Header only retrieval in php via curl

PhpCurlHeader

Php Problem Overview


Actually I have two questions.

(1) Is there any reduction in processing power or bandwidth used on remote server if I retrieve only headers as opposed to full page retrieval using php and curl?

(2) Since I think, and I might be wrong, that answer to first questions is YES, I am trying to get last modified date or If-Modified-Since header of remote file only in order to compare it with time-date of locally stored data, so I can, in case it has been changed, store it locally. However, my script seems unable to fetch that piece of info, I get NULL, when I run this:

class last_change {

 public last_change;

 function set_last_change() {
  $curl = curl_init();
    curl_setopt($curl, CURLOPT_URL, "http://url/file.xml");
    curl_setopt($curl, CURLOPT_HEADER, true);
    curl_setopt($curl, CURLOPT_FILETIME, true);
    curl_setopt($curl, CURLOPT_NOBODY, true);
  // $header = curl_exec($curl);
  $this -> last_change = curl_getinfo($header);
  curl_close($curl);
 }

 function get_last_change() {
  return $this -> last_change['datetime']; // I have tested with Last-Modified & If-Modified-Since to no avail
 }

}

In case $header = curl_exec($curl) is uncomented, header data is displayed, even if I haven't requested it and is as follows:

HTTP/1.1 200 OK
Date: Fri, 04 Sep 2009 12:15:51 GMT
Server: Apache/2.2.8 (Linux/SUSE)
Last-Modified: Thu, 03 Sep 2009 12:46:54 GMT
ETag: "198054-118c-472abc735ab80"
Accept-Ranges: bytes
Content-Length: 4492
Content-Type: text/xml

Based on that, 'Last-Modified' is returned.

So, what am I doing wrong?

Php Solutions


Solution 1 - Php

You are passing $header to curl_getinfo().
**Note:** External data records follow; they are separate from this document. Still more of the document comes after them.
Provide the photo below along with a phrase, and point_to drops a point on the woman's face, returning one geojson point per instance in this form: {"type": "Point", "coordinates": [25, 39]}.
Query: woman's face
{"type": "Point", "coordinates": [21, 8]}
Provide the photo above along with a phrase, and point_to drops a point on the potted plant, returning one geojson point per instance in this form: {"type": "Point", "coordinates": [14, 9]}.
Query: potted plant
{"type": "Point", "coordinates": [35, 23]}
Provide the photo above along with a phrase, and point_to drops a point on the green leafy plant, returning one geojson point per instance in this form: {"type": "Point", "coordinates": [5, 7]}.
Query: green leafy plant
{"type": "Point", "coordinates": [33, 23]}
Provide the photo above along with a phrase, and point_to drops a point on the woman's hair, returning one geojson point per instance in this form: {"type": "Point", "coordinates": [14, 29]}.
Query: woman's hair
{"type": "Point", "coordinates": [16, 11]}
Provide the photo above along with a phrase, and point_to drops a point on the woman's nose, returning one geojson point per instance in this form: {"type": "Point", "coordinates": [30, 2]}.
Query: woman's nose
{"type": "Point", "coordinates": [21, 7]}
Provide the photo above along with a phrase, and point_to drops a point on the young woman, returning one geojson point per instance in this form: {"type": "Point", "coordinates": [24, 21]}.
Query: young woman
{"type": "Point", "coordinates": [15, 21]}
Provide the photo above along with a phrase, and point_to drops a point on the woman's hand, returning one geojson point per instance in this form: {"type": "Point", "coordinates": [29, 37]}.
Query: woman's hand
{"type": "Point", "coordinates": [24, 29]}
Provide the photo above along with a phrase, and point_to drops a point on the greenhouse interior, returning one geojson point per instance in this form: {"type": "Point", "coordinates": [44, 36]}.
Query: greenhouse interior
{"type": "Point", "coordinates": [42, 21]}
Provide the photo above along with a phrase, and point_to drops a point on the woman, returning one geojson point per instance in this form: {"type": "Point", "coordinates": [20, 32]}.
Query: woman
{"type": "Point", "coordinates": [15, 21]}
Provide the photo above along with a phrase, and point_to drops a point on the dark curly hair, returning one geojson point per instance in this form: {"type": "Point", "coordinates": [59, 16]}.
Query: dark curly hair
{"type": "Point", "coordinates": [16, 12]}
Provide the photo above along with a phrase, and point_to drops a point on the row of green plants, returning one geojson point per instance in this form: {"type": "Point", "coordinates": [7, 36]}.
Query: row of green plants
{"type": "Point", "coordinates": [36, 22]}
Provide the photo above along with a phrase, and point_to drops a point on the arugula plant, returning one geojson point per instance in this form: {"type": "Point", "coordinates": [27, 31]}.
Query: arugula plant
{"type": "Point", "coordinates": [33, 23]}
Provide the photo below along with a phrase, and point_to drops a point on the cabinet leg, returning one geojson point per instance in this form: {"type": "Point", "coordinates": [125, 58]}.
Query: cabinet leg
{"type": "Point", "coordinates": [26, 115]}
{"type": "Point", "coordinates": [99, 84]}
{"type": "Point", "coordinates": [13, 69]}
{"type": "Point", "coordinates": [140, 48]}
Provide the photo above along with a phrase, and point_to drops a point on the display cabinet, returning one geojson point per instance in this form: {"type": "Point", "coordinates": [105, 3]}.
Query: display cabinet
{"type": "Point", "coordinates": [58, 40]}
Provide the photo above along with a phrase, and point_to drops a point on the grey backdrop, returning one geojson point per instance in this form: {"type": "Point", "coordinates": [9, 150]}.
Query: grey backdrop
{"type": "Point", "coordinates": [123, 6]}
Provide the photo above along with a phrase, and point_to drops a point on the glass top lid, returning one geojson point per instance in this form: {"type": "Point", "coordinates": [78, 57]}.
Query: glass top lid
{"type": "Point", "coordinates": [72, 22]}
It should be $curl (the curl handle). You can get just the filetime by passing CURLINFO_FILETIME as the second parameter to curl_getinfo(). (Often the filetime is unavailable, in which case it will be reported as -1).

Your class seems to be wasteful, though, throwing away a lot of information that could be useful. Here's another way it might be done:

class URIInfo 
{
    public $info;
    public $header;
    private $url;
    
    public function __construct($url)
    {
        $this->url = $url;
        $this->setData();
    }
    
    public function setData() 
    {
        $curl = curl_init();
        curl_setopt($curl, CURLOPT_URL, $this->url);
        curl_setopt($curl, CURLOPT_FILETIME, true);
        curl_setopt($curl, CURLOPT_NOBODY, true);
        curl_setopt($curl, CURLOPT_RETURNTRANSFER, true);
        curl_setopt($curl, CURLOPT_HEADER, true);
        $this->header = curl_exec($curl);
        $this->info = curl_getinfo($curl);
        curl_close($curl);
    }
    
    public function getFiletime() 
    {
        return $this->info['filetime'];
    }
    
    // Other functions can be added to retrieve other information.
}

$uri_info = new URIInfo('http://www.codinghorror.com/blog/');
$filetime = $uri_info->getFiletime();
if ($filetime != -1) {
    echo date('Y-m-d H:i:s', $filetime);
} else {
    echo 'filetime not available';
}

Yes, the load will be lighter on the server, since it's only returning only the HTTP header (responding, after all, to a HEAD request). How much lighter will vary greatly.

Solution 2 - Php

Why use CURL for this? There is a PHP-function for that:

$headers=get_headers("http://www.amazingjokes.com/img/2014/530c9613d29bd_CountvonCount.jpg");
print_r($headers);

returns the following:

Array
(
    [0] => HTTP/1.1 200 OK
    [1] => Date: Tue, 11 Mar 2014 22:44:38 GMT
    [2] => Server: Apache
    [3] => Last-Modified: Tue, 25 Feb 2014 14:08:40 GMT
    [4] => ETag: "54e35e8-8873-4f33ba00673f4"
    [5] => Accept-Ranges: bytes
    [6] => Content-Length: 34931
    [7] => Connection: close
    [8] => Content-Type: image/jpeg
)

Should be easy to get the content-type after this.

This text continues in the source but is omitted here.